12Face à la mobilisation amérindienne, l’État fédéral ne reste pas sans réaction. L’arrêt Fisher v. District Court11 de 1976 puis, surtout, la loi fédérale sur les enfants amérindiens de 197812 redonnent ainsi tout son sens au statut particulier des mineurs autochtones dans la sphère de la protection de l’enfance. La décision de la Cour suprême affirme tout d’abord le caractère exclusif de l’autorité des tribunaux amérindiens sur les procédures d’adoption ayant lieu dans une réserve. De son côté, l’Indian Child Welfare Act va plus loin puisqu’il s’applique aux adoptions, mais également aux placements en structures d’accueil, aux procédures de déchéance des droits parentaux et aux placements pré-adoptifs, c’est-à-dire les placements temporaires d’enfants en structures d’accueil après que les parents ont été déchus de leurs droits, mais avant une adoption plénière.

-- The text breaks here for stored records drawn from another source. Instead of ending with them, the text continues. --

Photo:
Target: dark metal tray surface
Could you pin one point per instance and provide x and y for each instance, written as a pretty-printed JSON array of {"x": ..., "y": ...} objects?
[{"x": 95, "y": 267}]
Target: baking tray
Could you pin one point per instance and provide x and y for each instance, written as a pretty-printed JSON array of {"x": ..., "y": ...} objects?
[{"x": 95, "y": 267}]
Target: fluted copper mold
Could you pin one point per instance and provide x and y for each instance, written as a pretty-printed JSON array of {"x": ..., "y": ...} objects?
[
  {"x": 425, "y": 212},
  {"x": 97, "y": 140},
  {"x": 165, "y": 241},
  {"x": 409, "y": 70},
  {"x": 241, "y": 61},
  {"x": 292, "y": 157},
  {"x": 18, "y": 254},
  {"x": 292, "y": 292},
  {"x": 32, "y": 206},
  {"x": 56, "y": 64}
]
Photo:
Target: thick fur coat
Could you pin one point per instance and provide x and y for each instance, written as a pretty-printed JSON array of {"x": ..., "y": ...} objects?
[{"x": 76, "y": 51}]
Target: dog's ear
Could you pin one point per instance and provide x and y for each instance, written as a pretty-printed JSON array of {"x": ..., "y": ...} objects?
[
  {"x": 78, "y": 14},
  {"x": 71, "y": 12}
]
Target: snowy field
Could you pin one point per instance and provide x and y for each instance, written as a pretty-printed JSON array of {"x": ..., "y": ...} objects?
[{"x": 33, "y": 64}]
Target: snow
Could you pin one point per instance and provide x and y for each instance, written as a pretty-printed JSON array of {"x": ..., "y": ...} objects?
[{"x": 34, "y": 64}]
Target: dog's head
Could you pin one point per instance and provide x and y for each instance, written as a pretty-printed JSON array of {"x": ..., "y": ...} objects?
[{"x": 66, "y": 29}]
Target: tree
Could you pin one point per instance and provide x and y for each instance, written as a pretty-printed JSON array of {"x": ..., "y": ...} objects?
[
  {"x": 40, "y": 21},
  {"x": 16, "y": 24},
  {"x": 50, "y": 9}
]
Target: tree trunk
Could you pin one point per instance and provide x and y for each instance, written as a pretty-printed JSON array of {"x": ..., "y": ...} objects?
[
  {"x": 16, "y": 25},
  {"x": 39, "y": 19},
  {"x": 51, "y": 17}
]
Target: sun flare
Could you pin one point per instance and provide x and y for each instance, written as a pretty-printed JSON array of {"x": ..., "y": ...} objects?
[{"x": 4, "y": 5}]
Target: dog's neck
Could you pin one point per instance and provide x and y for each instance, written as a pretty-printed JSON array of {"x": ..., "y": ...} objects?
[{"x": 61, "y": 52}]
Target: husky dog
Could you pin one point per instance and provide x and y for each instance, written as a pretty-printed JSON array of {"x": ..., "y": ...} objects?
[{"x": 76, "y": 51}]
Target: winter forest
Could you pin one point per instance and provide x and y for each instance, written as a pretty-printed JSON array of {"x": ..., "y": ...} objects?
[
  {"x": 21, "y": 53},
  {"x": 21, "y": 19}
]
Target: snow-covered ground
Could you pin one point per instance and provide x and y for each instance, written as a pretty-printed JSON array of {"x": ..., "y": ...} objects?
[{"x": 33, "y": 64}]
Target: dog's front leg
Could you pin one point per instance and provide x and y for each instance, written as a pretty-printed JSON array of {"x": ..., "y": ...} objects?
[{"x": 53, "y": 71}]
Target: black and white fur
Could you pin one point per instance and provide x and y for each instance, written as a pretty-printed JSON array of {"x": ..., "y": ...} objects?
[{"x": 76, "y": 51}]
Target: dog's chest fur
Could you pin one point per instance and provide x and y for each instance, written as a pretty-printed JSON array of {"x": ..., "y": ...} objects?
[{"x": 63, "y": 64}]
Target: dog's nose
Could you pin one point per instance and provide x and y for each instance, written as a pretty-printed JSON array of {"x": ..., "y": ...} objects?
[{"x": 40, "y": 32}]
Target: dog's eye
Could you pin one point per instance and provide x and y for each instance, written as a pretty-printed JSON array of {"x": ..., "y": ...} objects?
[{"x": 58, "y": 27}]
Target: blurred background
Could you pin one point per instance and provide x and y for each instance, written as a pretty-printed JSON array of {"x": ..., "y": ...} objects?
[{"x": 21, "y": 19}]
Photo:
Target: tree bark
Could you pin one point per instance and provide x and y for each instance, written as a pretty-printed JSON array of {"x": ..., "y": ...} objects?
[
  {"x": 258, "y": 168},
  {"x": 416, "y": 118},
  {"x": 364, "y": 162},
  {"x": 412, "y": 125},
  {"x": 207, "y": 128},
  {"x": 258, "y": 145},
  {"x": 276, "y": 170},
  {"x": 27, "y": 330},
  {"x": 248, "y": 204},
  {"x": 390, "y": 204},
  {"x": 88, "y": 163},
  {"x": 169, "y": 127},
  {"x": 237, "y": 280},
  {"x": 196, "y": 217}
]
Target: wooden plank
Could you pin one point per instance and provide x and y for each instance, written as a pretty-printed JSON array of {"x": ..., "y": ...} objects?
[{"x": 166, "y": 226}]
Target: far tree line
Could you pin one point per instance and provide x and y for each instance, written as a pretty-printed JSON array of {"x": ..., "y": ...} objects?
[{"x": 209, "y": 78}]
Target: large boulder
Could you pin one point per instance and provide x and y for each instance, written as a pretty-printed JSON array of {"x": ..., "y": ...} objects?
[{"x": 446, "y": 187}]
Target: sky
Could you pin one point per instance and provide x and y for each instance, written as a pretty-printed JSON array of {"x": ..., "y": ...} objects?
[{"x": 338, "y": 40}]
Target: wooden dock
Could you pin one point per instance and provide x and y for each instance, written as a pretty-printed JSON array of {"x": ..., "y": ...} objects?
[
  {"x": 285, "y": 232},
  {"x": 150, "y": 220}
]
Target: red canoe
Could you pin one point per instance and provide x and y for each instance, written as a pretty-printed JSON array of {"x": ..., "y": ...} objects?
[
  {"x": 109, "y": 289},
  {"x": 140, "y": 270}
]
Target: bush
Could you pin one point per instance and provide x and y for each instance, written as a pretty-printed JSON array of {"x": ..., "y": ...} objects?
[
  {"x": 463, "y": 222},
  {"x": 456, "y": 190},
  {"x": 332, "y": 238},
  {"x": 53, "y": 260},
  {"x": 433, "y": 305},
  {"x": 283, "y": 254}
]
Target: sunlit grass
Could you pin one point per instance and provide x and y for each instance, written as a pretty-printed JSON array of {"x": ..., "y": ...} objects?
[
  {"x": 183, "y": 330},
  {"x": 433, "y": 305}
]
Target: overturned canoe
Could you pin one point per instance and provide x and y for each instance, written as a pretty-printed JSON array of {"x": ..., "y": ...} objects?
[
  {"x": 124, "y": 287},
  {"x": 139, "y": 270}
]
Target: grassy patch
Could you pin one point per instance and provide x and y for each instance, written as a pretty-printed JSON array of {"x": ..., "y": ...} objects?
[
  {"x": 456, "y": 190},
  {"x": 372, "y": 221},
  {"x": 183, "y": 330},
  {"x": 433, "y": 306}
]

13Tout en replaçant les institutions amérindiennes au centre des décisions affectant leurs membres mineurs, la loi fédérale de 1978 tente d’éclaircir la question de la répartition des compétences entre les institutions tribales et les institutions fédérées dans les quatre types de procédure cités précédemment. Un schéma juridictionnel est établi qui s’articule autour de la résidence de l’enfant. Si celui-ci réside dans une réserve, il relève de l’autorité exclusive de la tribu. S’il réside en dehors de la réserve, des compétences partagées sont dévolues aux cours tribales et aux instances judiciaires des États. Ainsi, lorsqu’une procédure évoquée ci-dessus impliquant un enfant amérindien est entamée au sein d’une institution d’État, cette institution doit tenir informée la tribu à laquelle l’enfant est affilié. Cette dernière a dès lors la possibilité d’obtenir un transfert de la procédure à la cour tribale. S’il n’y a pas transfert, la tribu peut tout de même continuer à intervenir en étant par exemple représentée lors des différentes audiences qui jalonnent la procédure au sein du tribunal d’État. En outre, si la procédure reste entre les mains des institutions de l’État, celles-ci sont désormais tenues de respecter un certain nombre de dispositions prévues par la loi. Lorsqu’il est prouvé qu’un placement est justifié et qu’il sert bien l’intérêt de l’enfant, les services sociaux fédérés doivent par exemple respecter un ordre de préférence afin de mener à bien ce placement. Dans le cas d’une adoption, l’Indian Child Welfare Act requiert qu’un enfant amérindien soit placé en premier lieu chez un membre de la famille élargie, puis chez un membre de la tribu, puis au sein d’une famille indienne et, en dernier recours, au sein d’une famille non indienne.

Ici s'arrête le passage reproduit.